# Asbury Park Zombie Walk 2009 (NJ)



## MizLiz

I've never been to this, but I think I will this year!

Asbury Park Zombie Walk

Who: You, or the "dead" you 
What: Dress as a zombie and creep out the locals.
Where: Asbury Park, NJ
When: Saturday, October 3rd. More details to follow on their website.
Why: Why not???

And after the Zombie Walk this year, there will be a celebration of MJ's Thriller:

To help you get the moves down, Asbury Park Dance will be offering FREE Thriller Dance lessons every Saturday night at 7PM until October 3rd! 
FIRST LESSON IS ON AUGUST 29TH

Asbury Park Dance & Yoga
703 Mattison Ave. 
Asbury Park, NJ 07712
Asbury Park Dance & Yoga - New Jersey Dance & Yoga School


----------



## bodysnatcher666

you know that's funny i am looking for one in NYC to go to since i live hear. I have heard mix things about that one down their.... I don't know what to make of it...... I am thinking about starting my own Zombie walk..... Y not right!


----------



## MizLiz

I don't know if I would bother coming all the way down to Asbury from Yonkers. Zombies are cool and all.... but I think it's much better time spent to go to the NYC Halloween parade. I've been to 3 of them. Walked in 2. 

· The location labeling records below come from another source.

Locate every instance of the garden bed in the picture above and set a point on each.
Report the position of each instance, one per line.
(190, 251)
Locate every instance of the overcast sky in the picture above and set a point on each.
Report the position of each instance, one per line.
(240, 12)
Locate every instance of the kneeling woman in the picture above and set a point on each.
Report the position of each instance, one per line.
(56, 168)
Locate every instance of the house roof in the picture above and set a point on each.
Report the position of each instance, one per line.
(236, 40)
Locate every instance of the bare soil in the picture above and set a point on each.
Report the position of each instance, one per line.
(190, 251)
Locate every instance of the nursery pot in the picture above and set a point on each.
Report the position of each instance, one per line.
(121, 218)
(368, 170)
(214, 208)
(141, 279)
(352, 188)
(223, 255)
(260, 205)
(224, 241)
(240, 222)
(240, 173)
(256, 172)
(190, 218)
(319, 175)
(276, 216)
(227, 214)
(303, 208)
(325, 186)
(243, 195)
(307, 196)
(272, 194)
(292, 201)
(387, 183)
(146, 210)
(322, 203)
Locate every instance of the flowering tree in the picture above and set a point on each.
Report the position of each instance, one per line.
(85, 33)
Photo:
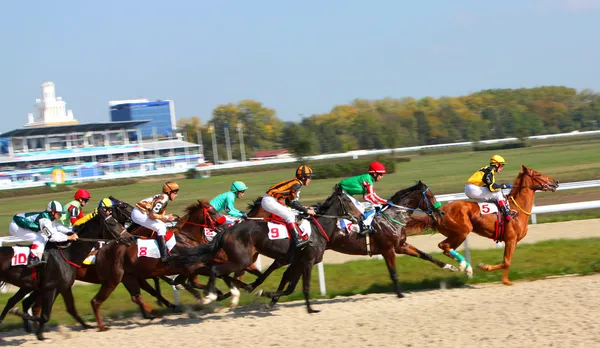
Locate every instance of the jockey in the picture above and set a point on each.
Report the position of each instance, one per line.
(482, 186)
(225, 201)
(289, 191)
(74, 209)
(364, 184)
(150, 213)
(105, 204)
(39, 228)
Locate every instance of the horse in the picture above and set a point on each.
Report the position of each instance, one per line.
(119, 263)
(121, 211)
(388, 238)
(58, 275)
(461, 217)
(244, 241)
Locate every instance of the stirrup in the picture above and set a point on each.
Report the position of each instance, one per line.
(301, 244)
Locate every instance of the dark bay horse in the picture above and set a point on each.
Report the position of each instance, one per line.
(388, 238)
(58, 275)
(462, 217)
(118, 262)
(121, 211)
(243, 242)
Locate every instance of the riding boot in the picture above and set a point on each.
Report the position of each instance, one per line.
(34, 261)
(508, 214)
(296, 233)
(162, 248)
(364, 229)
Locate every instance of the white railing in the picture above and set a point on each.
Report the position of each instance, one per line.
(357, 153)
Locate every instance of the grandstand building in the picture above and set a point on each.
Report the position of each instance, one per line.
(160, 114)
(53, 148)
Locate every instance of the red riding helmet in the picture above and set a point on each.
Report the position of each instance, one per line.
(377, 168)
(82, 194)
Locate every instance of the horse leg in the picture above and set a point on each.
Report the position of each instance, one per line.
(449, 246)
(389, 256)
(133, 287)
(155, 291)
(291, 276)
(70, 304)
(47, 302)
(410, 250)
(233, 291)
(105, 290)
(27, 304)
(306, 274)
(18, 296)
(217, 271)
(263, 276)
(509, 249)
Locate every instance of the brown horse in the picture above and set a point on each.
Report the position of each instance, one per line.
(121, 211)
(462, 217)
(388, 238)
(244, 241)
(118, 262)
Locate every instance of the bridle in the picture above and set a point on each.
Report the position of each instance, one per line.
(209, 222)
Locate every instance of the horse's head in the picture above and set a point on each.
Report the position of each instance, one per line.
(204, 215)
(255, 209)
(338, 204)
(536, 180)
(418, 197)
(100, 226)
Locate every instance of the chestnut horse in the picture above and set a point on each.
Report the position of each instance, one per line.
(462, 217)
(118, 262)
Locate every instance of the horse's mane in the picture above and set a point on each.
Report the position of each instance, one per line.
(192, 208)
(400, 194)
(255, 204)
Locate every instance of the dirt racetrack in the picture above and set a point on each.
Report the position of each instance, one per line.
(558, 312)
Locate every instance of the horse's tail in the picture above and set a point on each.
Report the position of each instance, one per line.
(201, 253)
(416, 224)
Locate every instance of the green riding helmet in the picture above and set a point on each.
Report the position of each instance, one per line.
(238, 186)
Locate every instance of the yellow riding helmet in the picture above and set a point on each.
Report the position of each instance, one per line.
(497, 159)
(304, 172)
(170, 186)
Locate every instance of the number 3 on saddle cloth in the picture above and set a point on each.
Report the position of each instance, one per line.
(148, 247)
(278, 229)
(486, 208)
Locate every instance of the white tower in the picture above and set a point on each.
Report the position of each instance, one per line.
(51, 109)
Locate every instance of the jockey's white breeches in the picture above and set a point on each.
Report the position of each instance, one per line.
(482, 193)
(271, 205)
(38, 241)
(141, 218)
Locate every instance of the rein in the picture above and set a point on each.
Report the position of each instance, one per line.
(69, 261)
(518, 206)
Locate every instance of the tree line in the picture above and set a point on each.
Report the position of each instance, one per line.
(390, 123)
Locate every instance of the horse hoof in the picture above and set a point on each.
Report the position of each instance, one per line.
(469, 272)
(451, 268)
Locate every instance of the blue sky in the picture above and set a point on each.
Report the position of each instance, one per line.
(298, 57)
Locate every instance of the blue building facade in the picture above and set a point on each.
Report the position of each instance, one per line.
(159, 113)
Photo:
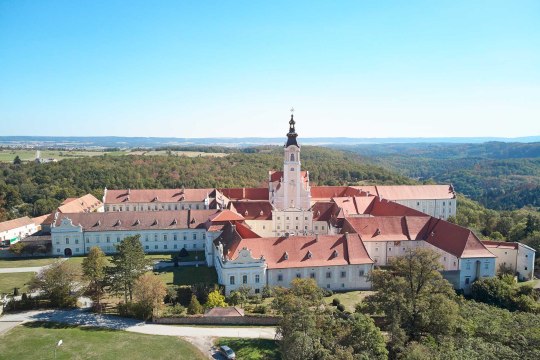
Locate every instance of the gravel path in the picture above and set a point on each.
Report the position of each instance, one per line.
(200, 336)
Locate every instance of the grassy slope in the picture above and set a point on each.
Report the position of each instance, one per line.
(252, 349)
(37, 340)
(10, 281)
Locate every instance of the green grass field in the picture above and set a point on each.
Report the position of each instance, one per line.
(188, 275)
(12, 280)
(37, 340)
(252, 349)
(18, 263)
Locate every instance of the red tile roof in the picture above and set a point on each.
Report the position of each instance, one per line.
(139, 220)
(305, 251)
(500, 245)
(15, 223)
(246, 193)
(252, 209)
(414, 192)
(157, 195)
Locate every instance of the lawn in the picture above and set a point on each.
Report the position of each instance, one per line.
(37, 341)
(12, 280)
(349, 299)
(8, 263)
(188, 275)
(252, 349)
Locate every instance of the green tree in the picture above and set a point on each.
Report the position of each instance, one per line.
(215, 299)
(58, 283)
(195, 306)
(129, 264)
(94, 268)
(149, 292)
(415, 295)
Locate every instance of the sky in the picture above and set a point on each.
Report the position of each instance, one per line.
(234, 68)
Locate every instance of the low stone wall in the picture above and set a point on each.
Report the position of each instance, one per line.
(220, 320)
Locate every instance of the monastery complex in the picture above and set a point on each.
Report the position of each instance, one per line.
(290, 229)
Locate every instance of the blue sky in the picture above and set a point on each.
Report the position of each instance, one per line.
(234, 68)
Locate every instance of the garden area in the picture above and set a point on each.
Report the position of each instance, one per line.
(37, 340)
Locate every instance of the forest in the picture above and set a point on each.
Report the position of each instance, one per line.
(35, 189)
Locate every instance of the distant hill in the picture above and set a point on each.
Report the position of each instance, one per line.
(496, 174)
(152, 142)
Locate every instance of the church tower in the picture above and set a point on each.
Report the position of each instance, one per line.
(289, 189)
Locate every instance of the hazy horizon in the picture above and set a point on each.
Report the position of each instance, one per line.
(390, 69)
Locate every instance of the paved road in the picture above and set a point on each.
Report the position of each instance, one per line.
(200, 336)
(26, 269)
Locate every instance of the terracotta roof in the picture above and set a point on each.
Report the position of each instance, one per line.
(246, 193)
(226, 215)
(500, 245)
(456, 240)
(414, 192)
(157, 195)
(305, 251)
(41, 219)
(383, 207)
(85, 203)
(224, 311)
(15, 223)
(253, 209)
(139, 220)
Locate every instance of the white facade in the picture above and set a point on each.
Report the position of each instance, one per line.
(69, 239)
(438, 208)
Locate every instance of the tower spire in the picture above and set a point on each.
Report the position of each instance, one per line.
(291, 135)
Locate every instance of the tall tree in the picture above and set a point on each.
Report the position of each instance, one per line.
(58, 283)
(129, 263)
(94, 268)
(414, 296)
(149, 292)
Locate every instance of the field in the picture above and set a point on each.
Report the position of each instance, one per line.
(18, 263)
(12, 280)
(188, 275)
(37, 341)
(252, 349)
(8, 155)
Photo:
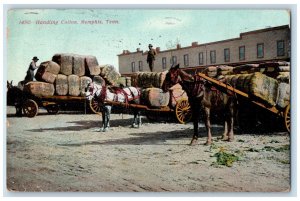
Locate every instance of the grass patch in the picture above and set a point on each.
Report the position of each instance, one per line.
(277, 149)
(226, 159)
(252, 150)
(284, 161)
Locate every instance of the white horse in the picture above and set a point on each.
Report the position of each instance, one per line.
(122, 95)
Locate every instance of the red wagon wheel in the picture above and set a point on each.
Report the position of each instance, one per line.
(52, 109)
(287, 118)
(30, 108)
(95, 106)
(183, 111)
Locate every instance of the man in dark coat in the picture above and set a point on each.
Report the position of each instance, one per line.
(30, 72)
(151, 57)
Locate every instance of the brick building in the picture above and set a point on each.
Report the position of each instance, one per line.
(251, 47)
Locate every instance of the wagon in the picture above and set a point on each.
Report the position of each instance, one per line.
(285, 113)
(181, 110)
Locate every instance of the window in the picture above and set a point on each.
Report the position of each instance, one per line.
(140, 66)
(173, 60)
(201, 58)
(213, 56)
(280, 48)
(260, 50)
(242, 53)
(133, 66)
(164, 62)
(186, 59)
(227, 55)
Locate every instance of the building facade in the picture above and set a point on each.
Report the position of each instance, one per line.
(268, 44)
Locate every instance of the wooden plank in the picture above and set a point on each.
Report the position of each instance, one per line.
(162, 109)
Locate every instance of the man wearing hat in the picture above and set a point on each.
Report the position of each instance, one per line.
(151, 57)
(30, 72)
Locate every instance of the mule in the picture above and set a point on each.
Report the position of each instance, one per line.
(202, 94)
(125, 95)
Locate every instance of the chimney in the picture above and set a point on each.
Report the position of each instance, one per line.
(194, 44)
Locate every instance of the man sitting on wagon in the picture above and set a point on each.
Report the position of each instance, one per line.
(30, 72)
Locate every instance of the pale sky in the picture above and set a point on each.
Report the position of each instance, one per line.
(126, 29)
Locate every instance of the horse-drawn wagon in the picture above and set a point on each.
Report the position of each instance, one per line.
(284, 112)
(178, 106)
(29, 103)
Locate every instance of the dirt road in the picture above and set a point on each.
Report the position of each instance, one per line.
(63, 153)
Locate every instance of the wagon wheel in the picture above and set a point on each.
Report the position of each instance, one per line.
(95, 106)
(183, 111)
(287, 118)
(30, 108)
(52, 109)
(150, 116)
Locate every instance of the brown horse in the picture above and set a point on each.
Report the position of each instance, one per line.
(202, 94)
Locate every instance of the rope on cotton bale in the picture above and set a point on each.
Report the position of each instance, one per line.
(39, 88)
(61, 85)
(155, 97)
(47, 72)
(74, 85)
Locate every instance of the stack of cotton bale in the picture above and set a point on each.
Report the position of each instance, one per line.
(73, 77)
(45, 76)
(262, 88)
(155, 97)
(148, 79)
(109, 73)
(66, 74)
(215, 71)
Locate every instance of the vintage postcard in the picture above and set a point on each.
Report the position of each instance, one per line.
(148, 100)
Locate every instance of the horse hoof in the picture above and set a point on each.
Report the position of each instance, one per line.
(225, 138)
(193, 142)
(230, 140)
(134, 126)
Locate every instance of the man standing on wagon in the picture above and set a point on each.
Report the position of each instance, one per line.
(151, 57)
(30, 72)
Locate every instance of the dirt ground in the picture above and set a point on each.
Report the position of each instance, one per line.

Yeah, so how does one go about starting their own zombie walk???


----------



## MizLiz

Went to the Zombie Walk today. It was definately worth it. About 1,500 zombies were registered and luckily the weather didn't turn for the worse (otherwise it would have been really sloppy). I put some pics below, but there's more in my album.


----------



## MizLiz

YouTube - Asbury Park, NJ Zombie Walk 2009

YouTube - Asbury Park, NJ Zombie Walk 2009


----------



## creepy crawler

This was the first time for the wife, kid and I also had a great time. Drove 2 hours to get there but didn't care it was a lot of fun!!!


----------



## Joiseygal

That was so much fun! You guys looked great as always. Great video and pictures. I think they counted the attendance they mentioned we broke the record for the biggest Zombie Walk on the East Coast..... Pretty cool!


----------



## MizLiz

Hi creepy crawler and Joiseygal, did either of you dress for the occasion? I was "alive", so no, I wasn't dressed. But loved it!


----------



## creepy crawler

The wife and I didn't but we had our little girl done there but I think next year is a done deal! We had so much fun. I was to busy taking pics I think close to 400 pics now the fun of going through and editing them.


----------



## Joiseygal

MizLiz said:


> Hi creepy crawler and Joiseygal, did either of you dress for the occasion? I was "alive", so no, I wasn't dressed. But loved it!


Yes I dressed up, but I only was able to take a picture when I got home. I took my video camera and was taking video of the event. Anyway here is a shot of my zombie costume.


----------



## creepy crawler

How in the world did I miss getting pics of you?? very nice!!!



Joiseygal said:


> Yes I dressed up, but I only was able to take a picture when I got home. I took my video camera and was taking video of the event. Anyway here is a shot of my zombie costume.


----------



## MizLiz

Joiseygal, that is GREAT! I love the arm! And is that brain popping out of your head? Very clever.


----------



## Joiseygal

*Video*

I wanted to post my video of the footage I shot from the Zombie Walk. I hope you enjoy!


----------



## MizLiz

I LOVE YOUR VIDEO! Great job! And that song... what is it? It's really funny!


----------



## Joiseygal

Thanks MizLiz.  The song is from the artist Jonathan Coulton and the song is called Re Brains. You can get it off of his website: Jonathan Coulton The MP3 Store


----------